Stepping through the years, a number of fashion trends emerge.  One such trend was the emergence of home quiz games in the following the enormous popularity of Trivial Pursuit.  These games were perfect for merchandising or branding.

Copyright © Kays Heritage Group
Digital photo of item from the University of Worcester Research Collections,
reproduced for not-for-profit educational use.
Toy companies had now learned that customers would willingly spend hard-earned cash on buying boxes stuffed with hundreds of small cards.  Guessing games like Pictionary or Dingbats were launched on a world-wide audience.

The catalogue photo shows that you could even part with £14.99 -- £35 in today's money! -- to purchase a cardboard case (decorated with the faces of Michael Parkinson, Una Stubbs & Lionel Blair) containing 2,352 clues and mime them in front of friends & family (if they haven't all left the room by that point).

1990s: Character brands


The 1990s saw an explosion of cynical marketing of existing brands aimed at children, including Teenage Mutant Ninja/Hero Turtles and WWF Wrestling.  Simultaneously, there occurred a major revival of interest in Thunderbirds (handled a lot less slickly than the American products).

Copyright © Kays Heritage Group
Digital photo of item from the University of Worcester Research Collections,
reproduced for not-for-profit educational use.
This catalogue image shows a typical slice of this, with old favourites like Batman and Spider-Man sidelined by transient newcomers like the Toxic Crusaders and Bucky O'Hare.  There's even a rip-off RoboCop figure ("Sonic Man", top left corner) -- a surprising choice for a toy, considering that the related movies were rated 18 in the UK.

2000s: Nothing to see here.
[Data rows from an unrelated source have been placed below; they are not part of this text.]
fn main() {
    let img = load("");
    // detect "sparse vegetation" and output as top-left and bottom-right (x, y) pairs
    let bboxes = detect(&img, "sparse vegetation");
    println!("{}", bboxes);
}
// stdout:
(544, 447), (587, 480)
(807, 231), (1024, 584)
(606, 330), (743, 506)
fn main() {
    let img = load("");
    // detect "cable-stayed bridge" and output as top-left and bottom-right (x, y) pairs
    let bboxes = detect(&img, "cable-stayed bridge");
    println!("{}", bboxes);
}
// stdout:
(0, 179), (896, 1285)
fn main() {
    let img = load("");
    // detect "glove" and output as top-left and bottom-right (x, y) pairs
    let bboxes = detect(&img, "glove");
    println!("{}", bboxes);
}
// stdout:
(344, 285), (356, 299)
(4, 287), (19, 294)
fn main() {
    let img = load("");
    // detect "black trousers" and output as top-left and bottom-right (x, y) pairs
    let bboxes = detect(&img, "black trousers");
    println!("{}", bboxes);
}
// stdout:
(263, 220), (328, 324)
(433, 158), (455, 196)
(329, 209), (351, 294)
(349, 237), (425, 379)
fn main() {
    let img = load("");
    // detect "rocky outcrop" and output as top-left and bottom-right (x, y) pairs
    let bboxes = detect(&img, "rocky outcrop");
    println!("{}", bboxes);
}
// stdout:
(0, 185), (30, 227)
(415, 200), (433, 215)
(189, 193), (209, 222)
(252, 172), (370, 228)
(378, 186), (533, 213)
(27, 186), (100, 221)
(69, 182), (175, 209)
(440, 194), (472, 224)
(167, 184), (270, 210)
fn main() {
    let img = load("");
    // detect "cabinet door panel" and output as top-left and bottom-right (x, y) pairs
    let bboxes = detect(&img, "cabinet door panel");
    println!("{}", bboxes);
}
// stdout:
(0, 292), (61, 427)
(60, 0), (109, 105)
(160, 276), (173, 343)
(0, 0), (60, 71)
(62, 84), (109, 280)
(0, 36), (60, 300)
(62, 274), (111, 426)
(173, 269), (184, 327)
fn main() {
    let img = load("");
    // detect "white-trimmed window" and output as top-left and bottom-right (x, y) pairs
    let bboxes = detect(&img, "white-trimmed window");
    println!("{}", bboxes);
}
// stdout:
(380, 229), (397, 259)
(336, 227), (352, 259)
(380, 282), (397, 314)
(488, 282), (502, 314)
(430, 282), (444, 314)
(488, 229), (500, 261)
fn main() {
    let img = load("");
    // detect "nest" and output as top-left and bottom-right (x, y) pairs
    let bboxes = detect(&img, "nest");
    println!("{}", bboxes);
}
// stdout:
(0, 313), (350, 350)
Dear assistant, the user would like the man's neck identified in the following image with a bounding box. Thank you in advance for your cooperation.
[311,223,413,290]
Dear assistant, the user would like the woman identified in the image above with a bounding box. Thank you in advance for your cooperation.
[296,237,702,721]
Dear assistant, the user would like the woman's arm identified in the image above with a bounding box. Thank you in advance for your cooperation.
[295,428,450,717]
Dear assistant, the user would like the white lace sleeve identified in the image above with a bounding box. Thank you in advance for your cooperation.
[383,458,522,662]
Move along!


I've not included any photos from the 2004 catalogue because the toys & games section had shrunk to a pitiful size by that stage -- home slides & swings and long-running popular board games -- dwarfed by a burgeoning video games market.  The age of the toy was over, and kids had moved to a new digital age.

This made quite a sad conclusion to the exercise.  Yes, the kids of today have a wonderfully rich diary of future nostalgia to look forward to, but (save for a handful of Bakugan Battle-Brawlers) most of it is virtual.  However, I'm sure they'll find their own equivalent of the tactile wonder of things like the Johnny Seven or the weight of a die-cast Thunderbird 2 in your hands.